MAS-KCL: Knowledge component graph structure learning with large language model-based agentic workflow
This work addresses the need for targeted instructional interventions in education by improving KC graph accuracy, though it appears incremental as it builds on existing structure learning with LLM-based agents.
The paper tackles the problem of learning accurate knowledge component (KC) graphs to identify root causes of poor learner performance, resulting in a method that effectively recognizes learning paths on synthetic and real-world educational datasets.

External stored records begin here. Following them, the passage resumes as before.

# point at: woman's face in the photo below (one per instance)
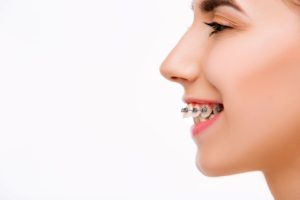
(253, 69)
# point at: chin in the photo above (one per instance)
(214, 167)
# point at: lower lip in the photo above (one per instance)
(200, 127)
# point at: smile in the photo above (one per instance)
(204, 115)
(201, 112)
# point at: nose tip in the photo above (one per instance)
(182, 64)
(169, 70)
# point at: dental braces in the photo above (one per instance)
(203, 109)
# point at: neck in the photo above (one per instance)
(284, 182)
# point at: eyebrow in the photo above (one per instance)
(210, 5)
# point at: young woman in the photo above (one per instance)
(239, 64)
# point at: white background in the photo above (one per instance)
(84, 112)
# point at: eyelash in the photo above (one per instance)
(217, 27)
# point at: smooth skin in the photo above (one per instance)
(253, 68)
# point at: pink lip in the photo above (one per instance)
(200, 127)
(199, 101)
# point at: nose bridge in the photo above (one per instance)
(183, 64)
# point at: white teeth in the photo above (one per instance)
(217, 108)
(211, 116)
(201, 112)
(188, 112)
(196, 111)
(205, 111)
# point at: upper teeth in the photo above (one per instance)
(202, 111)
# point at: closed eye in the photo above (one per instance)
(217, 27)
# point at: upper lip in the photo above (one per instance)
(191, 100)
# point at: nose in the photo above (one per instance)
(183, 64)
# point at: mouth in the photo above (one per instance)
(203, 114)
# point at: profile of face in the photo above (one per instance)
(245, 55)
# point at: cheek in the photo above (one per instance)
(259, 81)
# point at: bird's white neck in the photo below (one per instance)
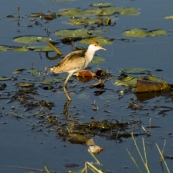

Knowledge components (KCs) are the fundamental units of knowledge in the field of education. A KC graph illustrates the relationships and dependencies between KCs. An accurate KC graph can assist educators in identifying the root causes of learners' poor performance on specific KCs, thereby enabling targeted instructional interventions. To achieve this, we have developed a KC graph structure learning algorithm, named MAS-KCL, which employs a multi-agent system driven by large language models for adaptive modification and optimization of the KC graph. Additionally, a bidirectional feedback mechanism is integrated into the algorithm, where AI agents leverage this mechanism to assess the value of edges within the KC graph and adjust the distribution of generation probabilities for different edges, thereby accelerating the efficiency of structure learning. We applied the proposed algorithm to 5 synthetic datasets and 4 real-world educational datasets, and experimental results validate its effectiveness in learning path recognition. By accurately identifying learners' learning paths, teachers are able to design more comprehensive learning plans, enabling learners to achieve their educational goals more effectively, thus promoting the sustainable development of education.